3. Fluorescent lighting
Fluorescent lamps require high voltage to generate an arc to break down argon and mercury when they are started, thereby heating mercury into a gaseous state. This start-up voltage spike may pose a potential danger to the pressure sensor. In addition, the magnetic field generated by fluorescent lighting may also induce voltage to act on the sensor wires, so that the control system may mistake it as the actual output signal. Therefore, the sensor must not be placed under or near fluorescent lighting.
4. EMI / RFI
Pressure sensors are used to convert pressure into electrical signals and are therefore susceptible to electromagnetic radiation or electrical interference. Although sensor manufacturers have tried their best to ensure that the sensors are protected from the adverse effects of external interference, some specific sensor designs should reduce or avoid the effects of EMI / RFI (electromagnetic interference / radio frequency interference).

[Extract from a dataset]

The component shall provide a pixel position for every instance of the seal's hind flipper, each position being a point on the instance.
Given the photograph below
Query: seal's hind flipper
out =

Other sources of EMI / RFI to avoid include contactors, power cords, computers, walkie-talkies, cell phones, and large machines that generate varying magnetic fields. The most common methods to reduce EMI / RFI interference are shielding, filtering and suppression. You can consult us for the correct precautions.
5. Shock and vibration
Shock and vibration can cause a variety of problems, such as recessed casings, broken wires, broken circuit boards, signal errors, intermittent failures, and shortened life. In order to avoid shock and vibration during assembly, OEM manufacturers must first consider this potential problem in the designer, and then take measures to eliminate it.
The easiest way is to install the sensor as far as possible from obvious sources of shock and vibration. Another possible solution is to use vibration-impulse isolators, depending on the installation method.
6. Overpressure
Whether at your own manufacturing site or at the end user, once the OEM completes the machine assembly, care should be taken to avoid overpressure issues. There are many reasons for overvoltage, including water hammer effect, unexpected heating of the system, and voltage regulator failure.

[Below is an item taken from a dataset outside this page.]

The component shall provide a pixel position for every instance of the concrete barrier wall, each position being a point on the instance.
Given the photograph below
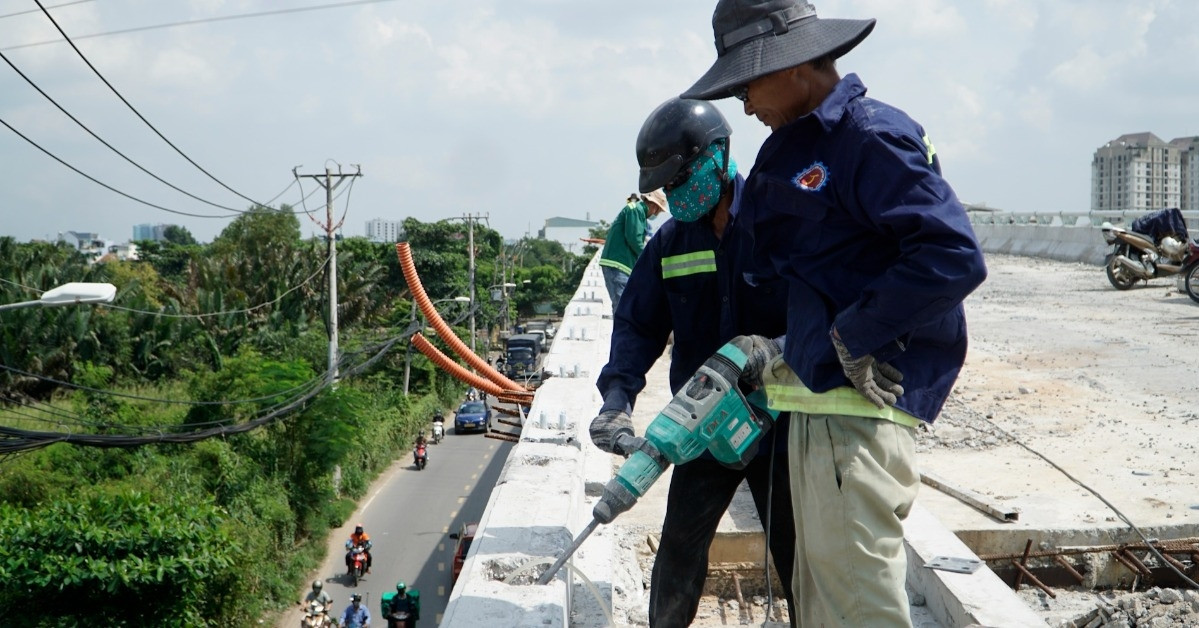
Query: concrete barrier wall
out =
(1082, 242)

If the pressure value occasionally reaches the upper limit of the pressure resistance, the pressure sensor can still withstand and will restore the original state. However, when the pressure value reaches the rupture pressure, this will cause the sensor diaphragm or housing to rupture, causing leakage. A pressure value between the upper limit of the withstand pressure and the rupture pressure may cause permanent deformation of the diaphragm, thereby causing output drift.
To avoid overvoltage, OEM engineers must understand the dynamic performance of the system and the limits of the sensors. When designing, they need to grasp the interrelationships between pumps, control valves, balance valves, check valves, pressure switches, motors, compressors, storage tanks and other system components.